CEO Dr. Lisa Su said the company’s expanding compute franchise and scaling AI business are driving a “clear step up” in AMD’s growth trajectory. CFO Jean Hu emphasized record free cash flow and continued investments in high-performance computing and AI infrastructure as key to long-term value creation. Notably, the company’s results excluded any revenue from Instinct MI308 GPU shipments to China, which remain restricted under U.S. export controls.

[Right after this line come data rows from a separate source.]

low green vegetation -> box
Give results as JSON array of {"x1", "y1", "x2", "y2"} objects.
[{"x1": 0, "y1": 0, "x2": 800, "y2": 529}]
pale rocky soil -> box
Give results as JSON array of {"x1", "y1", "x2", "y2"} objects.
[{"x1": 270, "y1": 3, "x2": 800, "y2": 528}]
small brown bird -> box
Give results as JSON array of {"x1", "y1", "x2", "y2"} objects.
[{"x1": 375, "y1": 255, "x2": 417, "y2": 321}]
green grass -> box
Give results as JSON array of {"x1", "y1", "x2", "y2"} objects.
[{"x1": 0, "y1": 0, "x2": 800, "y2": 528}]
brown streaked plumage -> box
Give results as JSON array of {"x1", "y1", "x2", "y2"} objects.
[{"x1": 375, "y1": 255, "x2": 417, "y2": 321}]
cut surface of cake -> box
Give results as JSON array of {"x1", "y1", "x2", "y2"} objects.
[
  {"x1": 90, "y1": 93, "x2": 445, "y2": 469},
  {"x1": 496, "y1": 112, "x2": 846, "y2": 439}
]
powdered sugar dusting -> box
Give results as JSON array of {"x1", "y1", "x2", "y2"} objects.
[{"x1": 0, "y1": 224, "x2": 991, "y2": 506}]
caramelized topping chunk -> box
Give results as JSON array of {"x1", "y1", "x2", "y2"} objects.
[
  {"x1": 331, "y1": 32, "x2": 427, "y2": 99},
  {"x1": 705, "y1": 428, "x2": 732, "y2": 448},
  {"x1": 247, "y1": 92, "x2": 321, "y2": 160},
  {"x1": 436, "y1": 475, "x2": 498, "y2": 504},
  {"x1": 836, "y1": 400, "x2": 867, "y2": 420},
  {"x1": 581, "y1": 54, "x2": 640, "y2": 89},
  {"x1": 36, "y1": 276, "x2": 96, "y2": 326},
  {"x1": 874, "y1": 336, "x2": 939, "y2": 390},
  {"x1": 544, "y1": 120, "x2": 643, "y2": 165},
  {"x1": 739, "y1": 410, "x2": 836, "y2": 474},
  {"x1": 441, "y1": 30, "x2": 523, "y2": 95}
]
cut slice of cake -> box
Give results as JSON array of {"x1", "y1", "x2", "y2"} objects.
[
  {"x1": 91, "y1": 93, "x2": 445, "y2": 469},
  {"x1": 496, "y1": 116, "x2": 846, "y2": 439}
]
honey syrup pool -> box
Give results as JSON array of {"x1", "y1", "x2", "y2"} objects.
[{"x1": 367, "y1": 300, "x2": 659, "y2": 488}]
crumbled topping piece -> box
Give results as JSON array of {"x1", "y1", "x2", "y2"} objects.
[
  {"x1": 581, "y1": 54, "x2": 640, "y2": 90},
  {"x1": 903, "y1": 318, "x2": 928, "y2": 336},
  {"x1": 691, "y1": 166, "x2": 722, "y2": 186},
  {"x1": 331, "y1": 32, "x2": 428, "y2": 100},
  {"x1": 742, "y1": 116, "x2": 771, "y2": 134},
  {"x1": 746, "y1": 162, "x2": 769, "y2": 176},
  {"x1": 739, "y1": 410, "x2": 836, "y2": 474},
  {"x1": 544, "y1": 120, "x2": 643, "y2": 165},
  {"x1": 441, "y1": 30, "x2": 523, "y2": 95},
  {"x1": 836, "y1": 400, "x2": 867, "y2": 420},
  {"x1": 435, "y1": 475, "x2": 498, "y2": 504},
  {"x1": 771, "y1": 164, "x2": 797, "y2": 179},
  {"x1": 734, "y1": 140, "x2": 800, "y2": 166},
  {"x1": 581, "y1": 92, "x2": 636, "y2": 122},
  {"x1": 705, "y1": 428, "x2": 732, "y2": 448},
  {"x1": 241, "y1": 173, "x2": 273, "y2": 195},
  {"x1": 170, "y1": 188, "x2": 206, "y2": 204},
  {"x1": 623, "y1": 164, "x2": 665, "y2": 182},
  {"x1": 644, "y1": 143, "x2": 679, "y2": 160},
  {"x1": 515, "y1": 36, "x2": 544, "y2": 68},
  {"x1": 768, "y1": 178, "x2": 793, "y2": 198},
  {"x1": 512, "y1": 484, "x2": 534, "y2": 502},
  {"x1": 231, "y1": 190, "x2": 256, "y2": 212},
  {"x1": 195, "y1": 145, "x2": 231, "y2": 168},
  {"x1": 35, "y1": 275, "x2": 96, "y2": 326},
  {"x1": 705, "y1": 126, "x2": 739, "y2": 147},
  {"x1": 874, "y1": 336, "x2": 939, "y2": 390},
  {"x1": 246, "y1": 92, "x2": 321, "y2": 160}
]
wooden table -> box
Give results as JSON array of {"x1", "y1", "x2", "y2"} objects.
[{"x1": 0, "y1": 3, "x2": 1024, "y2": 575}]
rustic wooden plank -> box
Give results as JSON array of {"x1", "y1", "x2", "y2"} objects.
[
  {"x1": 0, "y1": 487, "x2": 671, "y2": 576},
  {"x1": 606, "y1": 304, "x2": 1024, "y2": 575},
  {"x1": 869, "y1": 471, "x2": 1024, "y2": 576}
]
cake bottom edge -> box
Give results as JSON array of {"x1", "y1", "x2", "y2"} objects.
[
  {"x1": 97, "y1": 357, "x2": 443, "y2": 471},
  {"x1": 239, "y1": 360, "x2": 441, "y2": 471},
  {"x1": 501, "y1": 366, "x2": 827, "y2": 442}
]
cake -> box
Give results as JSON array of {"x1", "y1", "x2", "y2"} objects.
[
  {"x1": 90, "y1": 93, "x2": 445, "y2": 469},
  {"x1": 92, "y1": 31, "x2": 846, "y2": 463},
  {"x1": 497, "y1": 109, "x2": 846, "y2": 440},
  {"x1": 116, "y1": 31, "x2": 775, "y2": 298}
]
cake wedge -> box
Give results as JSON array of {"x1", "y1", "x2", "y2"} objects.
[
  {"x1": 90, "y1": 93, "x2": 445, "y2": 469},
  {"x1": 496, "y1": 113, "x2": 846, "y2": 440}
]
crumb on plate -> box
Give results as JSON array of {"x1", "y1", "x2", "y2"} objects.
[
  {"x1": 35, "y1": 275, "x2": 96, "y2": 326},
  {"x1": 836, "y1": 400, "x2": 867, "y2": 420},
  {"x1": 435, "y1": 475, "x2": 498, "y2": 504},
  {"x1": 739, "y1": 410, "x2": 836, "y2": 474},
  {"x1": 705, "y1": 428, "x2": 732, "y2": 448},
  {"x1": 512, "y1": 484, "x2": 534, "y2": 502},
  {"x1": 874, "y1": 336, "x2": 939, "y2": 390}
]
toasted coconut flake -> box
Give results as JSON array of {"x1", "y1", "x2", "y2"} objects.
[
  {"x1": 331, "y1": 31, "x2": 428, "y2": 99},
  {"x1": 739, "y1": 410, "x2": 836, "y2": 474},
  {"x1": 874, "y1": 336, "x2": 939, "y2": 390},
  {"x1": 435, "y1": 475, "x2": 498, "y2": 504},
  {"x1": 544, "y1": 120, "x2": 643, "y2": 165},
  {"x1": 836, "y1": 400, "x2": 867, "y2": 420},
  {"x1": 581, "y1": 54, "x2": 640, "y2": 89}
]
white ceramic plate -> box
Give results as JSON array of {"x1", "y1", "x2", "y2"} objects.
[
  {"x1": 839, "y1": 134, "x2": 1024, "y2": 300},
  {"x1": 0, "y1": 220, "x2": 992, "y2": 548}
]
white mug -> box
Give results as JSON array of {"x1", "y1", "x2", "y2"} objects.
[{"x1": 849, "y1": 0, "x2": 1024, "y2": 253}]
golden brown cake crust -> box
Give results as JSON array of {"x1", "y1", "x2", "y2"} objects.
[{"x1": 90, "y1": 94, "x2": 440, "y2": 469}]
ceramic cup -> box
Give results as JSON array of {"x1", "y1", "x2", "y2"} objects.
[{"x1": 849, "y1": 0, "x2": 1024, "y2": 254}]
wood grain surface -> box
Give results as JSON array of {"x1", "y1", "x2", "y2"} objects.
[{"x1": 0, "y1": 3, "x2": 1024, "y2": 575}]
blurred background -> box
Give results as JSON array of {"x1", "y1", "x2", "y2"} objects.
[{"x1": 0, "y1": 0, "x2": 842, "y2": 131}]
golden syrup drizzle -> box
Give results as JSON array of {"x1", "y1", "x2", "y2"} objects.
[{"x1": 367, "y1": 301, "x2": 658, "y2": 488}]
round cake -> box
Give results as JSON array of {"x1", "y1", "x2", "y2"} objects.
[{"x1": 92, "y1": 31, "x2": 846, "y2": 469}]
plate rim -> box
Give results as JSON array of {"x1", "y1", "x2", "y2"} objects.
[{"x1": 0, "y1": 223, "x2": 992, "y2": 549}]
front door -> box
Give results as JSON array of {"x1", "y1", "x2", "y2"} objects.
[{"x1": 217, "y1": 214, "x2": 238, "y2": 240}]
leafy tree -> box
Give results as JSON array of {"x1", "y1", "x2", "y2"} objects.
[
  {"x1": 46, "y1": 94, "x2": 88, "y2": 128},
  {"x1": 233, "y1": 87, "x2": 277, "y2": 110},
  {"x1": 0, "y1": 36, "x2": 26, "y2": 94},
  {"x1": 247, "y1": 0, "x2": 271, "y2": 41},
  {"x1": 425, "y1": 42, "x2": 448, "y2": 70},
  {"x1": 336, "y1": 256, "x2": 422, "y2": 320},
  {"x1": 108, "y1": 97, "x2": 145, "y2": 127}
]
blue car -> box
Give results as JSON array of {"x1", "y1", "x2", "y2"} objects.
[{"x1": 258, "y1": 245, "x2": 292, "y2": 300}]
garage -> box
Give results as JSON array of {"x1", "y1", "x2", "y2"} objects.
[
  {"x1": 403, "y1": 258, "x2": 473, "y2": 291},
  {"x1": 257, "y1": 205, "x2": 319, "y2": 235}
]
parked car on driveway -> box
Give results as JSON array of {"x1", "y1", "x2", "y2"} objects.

AMD highlighted a wave of new partnerships and deployments for its AI platforms. OpenAI will deploy up to 6 GW of AMD GPUs, with the first 1-GW rollout of MI450 accelerators beginning in 2026. Oracle Cloud Infrastructure plans to launch an AI supercluster using AMD’s “Helios” rack design, featuring Instinct MI450 GPUs and Venice CPUs. Other partners include Cisco, IBM, G42, Cohere, and multiple cloud providers such as AWS, Vultr, and DigitalOcean. AMD also announced two new Department of Energy supercomputers—Lux AI and Discovery—powered by next-generation EPYC CPUs and MI400-series GPUs.
• Q3 revenue: $9.2B, up 36% YoY; non-GAAP EPS: $1.20
• Data Center revenue: $4.3B, up 22% YoY; Client & Gaming: $4.0B, up 73% YoY
• Embedded segment revenue: $857M, down 8% YoY
• Gross margin: 54% non-GAAP; operating income: $2.2B
• Forecast: Q4 revenue expected at $9.6B ± $300M; 54.5% non-GAAP gross margin
• OpenAI, Oracle, and DOE among key partners deploying MI350/MI450 GPUs
“We delivered an outstanding quarter, with record revenue and profitability reflecting broad-based demand for our high-performance EPYC and Ryzen processors and Instinct AI accelerators,” said Dr. Lisa Su, AMD chair and CEO.

🌐 Analysis: AMD’s Q3 results underscore its accelerating position in the AI infrastructure market, where hyperscalers are scaling GPU clusters at multi-gigawatt capacity. The company’s AI roadmap, including MI350X and MI450 accelerators, is aligning with the rollouts of NVIDIA’s GB300 and Intel’s Falcon Shores platforms in 2026. AMD’s strategic wins with OpenAI, Oracle, and the DOE signal growing diversification beyond traditional CPU markets toward end-to-end data center and AI systems.